Del encuentro participaron el jefe de Gabinete, Jorge Capitanich, y el ministro de Trabajo, Carlos Tomada, el Delegado Normalizador de la Unión Obrera Ladrillera de la República Argentina, Luis Alberto Cáceres, el subsecretario de Promoción Social de la Economía, Federico Ludueña, el secretario de empleo del Ministerio de Trabajo, Matías Barroetaveña y otros funcionarios.
Cáceres celebró el impacto del acuerdo refrendado con el Gobierno Nacional y consideró que “el día del ladrillero debería ser hoy, porque este día dejamos de ser invisibles para el Estado”.
Luego desde la explanada de la Plaza de Mayo le habló a más de 200 trabajadores ladrilleros instándolos a organizarse, a elegir delegado por horno y a empezar a poner límite a las condiciones indignas de trabajo.
“Ahora vamos por la dignidad de los trabajadores ladrilleros, este convenio nos da una visión más clara de que somos un sindicato nacional, un sindicato con fábricas pero un sector mayoritario que es el de la economía popular” expresaron desde el sector.

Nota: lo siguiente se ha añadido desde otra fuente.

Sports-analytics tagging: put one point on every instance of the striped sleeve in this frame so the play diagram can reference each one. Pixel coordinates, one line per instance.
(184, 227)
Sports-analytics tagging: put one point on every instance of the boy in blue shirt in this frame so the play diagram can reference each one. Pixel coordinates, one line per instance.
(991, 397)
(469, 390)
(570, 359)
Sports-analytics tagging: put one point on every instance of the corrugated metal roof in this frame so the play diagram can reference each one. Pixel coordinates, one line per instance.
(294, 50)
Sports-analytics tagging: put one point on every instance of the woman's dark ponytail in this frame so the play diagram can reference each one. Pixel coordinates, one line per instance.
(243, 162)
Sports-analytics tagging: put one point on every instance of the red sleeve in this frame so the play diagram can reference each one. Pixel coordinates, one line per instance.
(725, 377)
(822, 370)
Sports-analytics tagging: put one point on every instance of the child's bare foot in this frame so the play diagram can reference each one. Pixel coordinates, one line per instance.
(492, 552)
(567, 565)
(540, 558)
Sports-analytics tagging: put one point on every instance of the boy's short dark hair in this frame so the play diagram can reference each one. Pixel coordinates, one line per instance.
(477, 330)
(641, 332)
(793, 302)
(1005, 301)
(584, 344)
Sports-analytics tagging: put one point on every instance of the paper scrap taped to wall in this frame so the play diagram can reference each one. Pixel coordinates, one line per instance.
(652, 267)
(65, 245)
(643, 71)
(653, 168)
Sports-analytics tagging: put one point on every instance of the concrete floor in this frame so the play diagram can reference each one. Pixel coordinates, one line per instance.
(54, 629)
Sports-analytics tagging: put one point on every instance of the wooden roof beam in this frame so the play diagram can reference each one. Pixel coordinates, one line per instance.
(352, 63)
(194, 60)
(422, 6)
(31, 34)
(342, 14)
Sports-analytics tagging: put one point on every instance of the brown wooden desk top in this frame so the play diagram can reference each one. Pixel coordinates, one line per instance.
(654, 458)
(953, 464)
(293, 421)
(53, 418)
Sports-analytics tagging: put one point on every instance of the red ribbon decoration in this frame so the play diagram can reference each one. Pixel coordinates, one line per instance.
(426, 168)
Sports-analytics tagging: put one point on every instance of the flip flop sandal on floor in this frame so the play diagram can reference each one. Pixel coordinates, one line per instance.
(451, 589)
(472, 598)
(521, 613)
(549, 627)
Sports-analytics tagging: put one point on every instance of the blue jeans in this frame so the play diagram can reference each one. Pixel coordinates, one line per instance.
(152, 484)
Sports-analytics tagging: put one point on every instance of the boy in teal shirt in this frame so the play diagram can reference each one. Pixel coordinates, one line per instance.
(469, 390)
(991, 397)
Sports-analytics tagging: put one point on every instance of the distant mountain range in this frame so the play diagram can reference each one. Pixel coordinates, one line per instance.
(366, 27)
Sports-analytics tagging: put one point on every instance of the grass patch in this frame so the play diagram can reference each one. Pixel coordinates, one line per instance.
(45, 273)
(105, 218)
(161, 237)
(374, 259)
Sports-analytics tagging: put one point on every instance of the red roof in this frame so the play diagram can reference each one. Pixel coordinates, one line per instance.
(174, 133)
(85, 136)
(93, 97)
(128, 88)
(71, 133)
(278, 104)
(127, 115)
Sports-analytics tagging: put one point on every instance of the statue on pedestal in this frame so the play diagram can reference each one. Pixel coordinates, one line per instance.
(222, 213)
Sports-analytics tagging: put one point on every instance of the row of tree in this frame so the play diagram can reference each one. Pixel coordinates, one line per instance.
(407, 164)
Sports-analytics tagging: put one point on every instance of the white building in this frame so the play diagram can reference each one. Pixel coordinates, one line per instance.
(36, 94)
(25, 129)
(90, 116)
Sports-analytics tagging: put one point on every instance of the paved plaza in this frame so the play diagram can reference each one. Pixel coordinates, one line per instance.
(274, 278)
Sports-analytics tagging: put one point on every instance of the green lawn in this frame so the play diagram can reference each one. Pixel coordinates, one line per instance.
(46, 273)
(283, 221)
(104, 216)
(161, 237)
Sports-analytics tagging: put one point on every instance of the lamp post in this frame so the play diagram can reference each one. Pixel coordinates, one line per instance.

“Desde que asumimos en la Unión Ladrillera tomamos como tarea principal hacer visibles a los trabajadores, porque esto es una actividad millonaria con trabajadores pobres, entonces nuestro objetivo es visibilizar esta realidad y organizar el sindicato en todo el territorio nacional con una fuerte articulación con el gobierno tanto nacional, provincial como municipal y así poder encontrar una respuesta a este sector tan postergado”, destacó Cáceres al portal Paralelo 32.
El dirigente hizo una descripción de las condiciones en las que se encuentran la mayoría de los ladrilleros en el mundo y puntualizó: “No tienen obra social, ni aportes jubilatorios y trabajan en condiciones de mucha injusticia, cuando llueve hay problemas con la tierra y con la leña”.
En cuanto a la comercialización de los productos, Cáceres informó al mismo sitio que en la mayoría de los casos se trata de emprendimientos familiares y que cada vez que hacen los ladrillos los tienen que vender directamente porque “viven al día y no pueden acopiar. Esa situación hace que el precio lo fije el intermediario y no el productor”.
“Nuestro objetivo es que además de dignificar a los trabajadores se mejoren las condiciones de comercialización, y para nosotros la respuesta a eso es el armado de cooperativas”, afirmó Cáceres.